André Rozay

ROZAY, André

Céramiste (1913-1991)

Le céramiste André Rozay (Foëcy, 29 septembre 1913 - La Borne, 7 septembre 1991) est une des grandes figures de La Borne. Il est l'un des premiers artistes modernes à s'y installer en 1943, la même année que Jacqueline Bouvet et Jean Lerat, et peu après Paul Beyer. Il échappe ainsi au travail obligatoire en Allemagne (STO) et vit à La Borne en clandestin. Comme eux, il est un des artisan du renouveau de la céramique moderne en France. 

Formation

Avant guerre, il suit les cours du Lycée professionnel (céramique) de Vierzon et acquiert une solide formation classique au dessin et à la peinture à l'école des Beaux Arts à Bourges et à Paris. Signe d'un talent original, il fait de nombreuses études d'animaux sur le vif, modelés en terre dans les zoos. Puis il commence a créer des modèles pour la faïencerie vierzonnaise Berlot-Mussier.

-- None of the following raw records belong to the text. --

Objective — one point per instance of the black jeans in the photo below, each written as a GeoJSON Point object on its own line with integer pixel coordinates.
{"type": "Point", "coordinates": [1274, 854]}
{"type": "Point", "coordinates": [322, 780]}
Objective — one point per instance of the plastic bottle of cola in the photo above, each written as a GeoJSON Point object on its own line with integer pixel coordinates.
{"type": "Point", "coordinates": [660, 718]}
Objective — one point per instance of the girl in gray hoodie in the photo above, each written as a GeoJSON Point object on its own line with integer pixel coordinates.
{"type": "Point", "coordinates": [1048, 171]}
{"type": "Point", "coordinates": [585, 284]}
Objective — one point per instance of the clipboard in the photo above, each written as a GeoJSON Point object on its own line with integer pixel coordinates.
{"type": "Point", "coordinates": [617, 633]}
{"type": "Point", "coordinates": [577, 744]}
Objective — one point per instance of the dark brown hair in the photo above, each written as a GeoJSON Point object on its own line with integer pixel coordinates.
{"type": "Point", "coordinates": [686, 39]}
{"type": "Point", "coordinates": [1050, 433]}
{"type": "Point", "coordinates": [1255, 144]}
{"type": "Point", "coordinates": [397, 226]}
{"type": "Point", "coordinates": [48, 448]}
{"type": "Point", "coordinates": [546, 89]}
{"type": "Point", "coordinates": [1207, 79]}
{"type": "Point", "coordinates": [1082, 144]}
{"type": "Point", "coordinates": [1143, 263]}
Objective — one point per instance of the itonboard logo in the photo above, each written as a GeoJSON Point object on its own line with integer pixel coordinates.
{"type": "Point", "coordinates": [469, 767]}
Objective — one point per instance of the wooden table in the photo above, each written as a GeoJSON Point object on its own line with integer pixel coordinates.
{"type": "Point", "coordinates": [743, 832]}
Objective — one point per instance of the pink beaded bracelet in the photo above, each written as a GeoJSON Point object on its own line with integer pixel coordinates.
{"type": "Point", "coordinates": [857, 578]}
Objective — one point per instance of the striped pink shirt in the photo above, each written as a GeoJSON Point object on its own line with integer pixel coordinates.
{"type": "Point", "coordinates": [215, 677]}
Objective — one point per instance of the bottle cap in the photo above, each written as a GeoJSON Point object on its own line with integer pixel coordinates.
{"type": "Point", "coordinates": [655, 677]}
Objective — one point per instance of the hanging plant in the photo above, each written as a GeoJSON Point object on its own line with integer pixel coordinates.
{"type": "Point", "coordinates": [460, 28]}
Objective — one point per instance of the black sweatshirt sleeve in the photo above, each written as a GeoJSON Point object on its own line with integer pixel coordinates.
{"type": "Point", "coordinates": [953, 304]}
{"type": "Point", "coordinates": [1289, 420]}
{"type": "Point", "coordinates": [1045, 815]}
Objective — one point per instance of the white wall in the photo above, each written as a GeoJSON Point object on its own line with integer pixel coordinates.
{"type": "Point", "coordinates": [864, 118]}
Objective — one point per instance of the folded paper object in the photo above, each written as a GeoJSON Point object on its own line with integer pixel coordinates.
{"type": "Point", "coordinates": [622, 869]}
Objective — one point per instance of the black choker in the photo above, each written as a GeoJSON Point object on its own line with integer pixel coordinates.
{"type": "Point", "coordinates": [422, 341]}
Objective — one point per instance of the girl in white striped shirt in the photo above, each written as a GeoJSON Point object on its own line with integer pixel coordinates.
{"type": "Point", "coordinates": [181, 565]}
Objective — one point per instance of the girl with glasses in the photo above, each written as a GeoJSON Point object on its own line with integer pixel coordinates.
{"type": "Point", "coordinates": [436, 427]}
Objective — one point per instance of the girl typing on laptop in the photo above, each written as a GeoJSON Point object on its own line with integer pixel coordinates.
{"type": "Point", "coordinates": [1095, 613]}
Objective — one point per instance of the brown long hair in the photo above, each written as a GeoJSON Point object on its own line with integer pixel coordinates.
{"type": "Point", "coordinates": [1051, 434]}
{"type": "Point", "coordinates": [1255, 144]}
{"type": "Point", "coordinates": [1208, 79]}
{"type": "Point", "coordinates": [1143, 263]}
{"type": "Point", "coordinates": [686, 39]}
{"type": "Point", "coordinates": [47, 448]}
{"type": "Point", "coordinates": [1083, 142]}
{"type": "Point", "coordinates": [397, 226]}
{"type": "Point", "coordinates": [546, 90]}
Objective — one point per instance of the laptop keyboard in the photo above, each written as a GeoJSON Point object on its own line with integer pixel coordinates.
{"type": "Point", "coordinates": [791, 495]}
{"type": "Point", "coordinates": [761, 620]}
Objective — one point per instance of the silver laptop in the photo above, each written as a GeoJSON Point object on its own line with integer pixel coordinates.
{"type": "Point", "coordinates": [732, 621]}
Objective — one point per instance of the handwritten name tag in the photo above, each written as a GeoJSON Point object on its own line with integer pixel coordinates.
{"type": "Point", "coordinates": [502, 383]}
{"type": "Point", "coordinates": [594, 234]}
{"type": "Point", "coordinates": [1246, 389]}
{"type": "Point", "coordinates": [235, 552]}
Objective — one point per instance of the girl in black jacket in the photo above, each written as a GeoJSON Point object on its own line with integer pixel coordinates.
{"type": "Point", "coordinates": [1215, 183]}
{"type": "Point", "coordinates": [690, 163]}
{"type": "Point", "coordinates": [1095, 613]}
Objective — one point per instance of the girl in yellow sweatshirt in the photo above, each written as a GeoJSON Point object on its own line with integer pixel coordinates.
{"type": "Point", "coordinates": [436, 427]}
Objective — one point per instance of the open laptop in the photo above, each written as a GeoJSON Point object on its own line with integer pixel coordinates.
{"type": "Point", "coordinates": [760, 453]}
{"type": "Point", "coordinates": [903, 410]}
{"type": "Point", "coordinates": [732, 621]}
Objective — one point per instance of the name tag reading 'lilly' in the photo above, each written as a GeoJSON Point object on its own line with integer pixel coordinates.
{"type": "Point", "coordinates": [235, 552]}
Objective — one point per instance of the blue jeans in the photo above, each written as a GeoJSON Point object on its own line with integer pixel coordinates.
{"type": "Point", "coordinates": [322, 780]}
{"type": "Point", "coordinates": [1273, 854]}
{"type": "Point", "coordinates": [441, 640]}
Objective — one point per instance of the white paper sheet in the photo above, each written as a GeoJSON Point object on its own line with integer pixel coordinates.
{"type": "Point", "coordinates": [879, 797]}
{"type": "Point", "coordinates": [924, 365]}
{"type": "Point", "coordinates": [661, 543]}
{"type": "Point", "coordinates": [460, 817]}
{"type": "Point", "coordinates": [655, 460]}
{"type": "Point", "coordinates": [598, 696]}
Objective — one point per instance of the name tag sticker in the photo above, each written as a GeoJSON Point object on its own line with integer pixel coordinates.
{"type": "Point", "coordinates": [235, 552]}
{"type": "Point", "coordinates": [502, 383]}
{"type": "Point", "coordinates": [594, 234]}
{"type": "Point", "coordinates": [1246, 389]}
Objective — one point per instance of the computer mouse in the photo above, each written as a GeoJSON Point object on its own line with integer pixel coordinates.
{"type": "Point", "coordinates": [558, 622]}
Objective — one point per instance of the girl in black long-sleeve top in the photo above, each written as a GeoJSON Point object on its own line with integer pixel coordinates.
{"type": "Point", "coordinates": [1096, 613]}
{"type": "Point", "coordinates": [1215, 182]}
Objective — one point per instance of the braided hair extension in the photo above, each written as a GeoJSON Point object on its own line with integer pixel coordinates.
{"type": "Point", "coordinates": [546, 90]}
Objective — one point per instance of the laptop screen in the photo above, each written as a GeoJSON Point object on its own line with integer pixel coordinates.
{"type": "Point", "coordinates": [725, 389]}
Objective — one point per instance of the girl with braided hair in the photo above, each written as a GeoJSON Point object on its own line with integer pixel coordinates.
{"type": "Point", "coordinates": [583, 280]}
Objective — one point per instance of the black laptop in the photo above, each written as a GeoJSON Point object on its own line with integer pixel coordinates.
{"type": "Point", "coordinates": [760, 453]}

Potier, imagier, sculpteur, sculpteur animalier (il est un admirateur de Pompon), André Rozay est aussi un excellent dessinateur et un peintre doté d'une solide formation classique. Ses créations prolongent de façon originale une esthétique qui emprunte à la fois à la stylisation de l'entre deux guerres et aux arts populaires (que l'on retrouve également dans les céramiques que Paul Beyer réalisa à La Borne à partir de 1941). Après avoir travaillé aux côtés de Jean Lerat pour produire des pièces pour François Guillaume, il poursuit dans l'atelier d'Alphonse Talbot (1944) où il apprend entre autres choses, le maniement du tour à bâton. Le tournage est un élément essentiel de sa production, y compris pour le modelage. C'est une des constantes de son travail et un élément qui confère a ses créations un style reconnaissable entre tous.

Sources d'inspiration et style

Les oeuvres d'André Rozay sont ancrées dans la culture et le patrimoine locaux : personnages illustrant les gestes de la poterie et les métiers ruraux anciens, épis de faîtage, pichets anthropomorphes inspirés de la tradition bornoise, poteries utilitaires. Il a produit de nombreux sujets religieux, croix, vierges, saintes et saints, chemins de croix, bénitiers. Il est l'auteur d'un riche bestiaire rassemblant les animaux familiers de la ferme et de la forêt, et ceux des régions sauvages du globe. On lui doit également des bustes et des portraits où il exprime avec sûreté son talent de sculpteur.

Enseignement et activité éditoriale

André Rozay a été professeur de décoration à l'école des Beaux Arts de Saint Amand Monrond de 1953 à 1979. En 1977 il illustre le livre de Robert Chaton et Henri Talbot “La borne et ses potiers” en réalisant des dessins sur le thème de la poterie traditionnelle. De nombreux ouvrages d'auteurs régionaux ont été enrichis de ses dessins.

Une figure de La Borne

Acteur de la vie associative dès 1943 où il crée des séances théâtrales au profit des prisonniers de guerre, André Rozay a toujours été un des moteurs de la vie du village.  Fondateur de l'association “Les amis de La Borne”, écologiste avant la lettre, il entend préserver et mettre en valeur le patrimoine potier et rural de son village.  Il est l'un des créateurs de l’Association de sauvegarde et de protection du patrimoine potier et du site de La Borne. Avec cette association il crée en 1987 le Musée de la poterie traditionnelle dans l'ancienne chapelle du village (construite au dix neuvième siècle par les habitants de La Borne). En 1962, avec Yves Mohy, Pierre Mestre et Claudine Monchaussé, André Rozay organise la première exposition des céramistes de La Borne dans l'atelier du charron Émile Foucher. L'exposition toujours renouvelée se tiendra chaque année. Dans le prolongement de cet acte fondateur, il crée en 1971 l'association des potiers de La Borne, préfiguration de l'actuelle Association des céramistes, et du Centre de céramique contemporaine de La Borne. 

La casquette sur la tête, la cigarette au bec, “toujours jeune, toujours bourru, toujours chaleureux”, il avait fait de l'ancienne “boutique” d'Alphonse Talbot sa maison et son atelier en 1969. C'est là qu'il a rendu son dernier soupir en 1991 auprès de son épouse (qui l'assistait avec constance dans son travail et ses cuissons depuis 1963).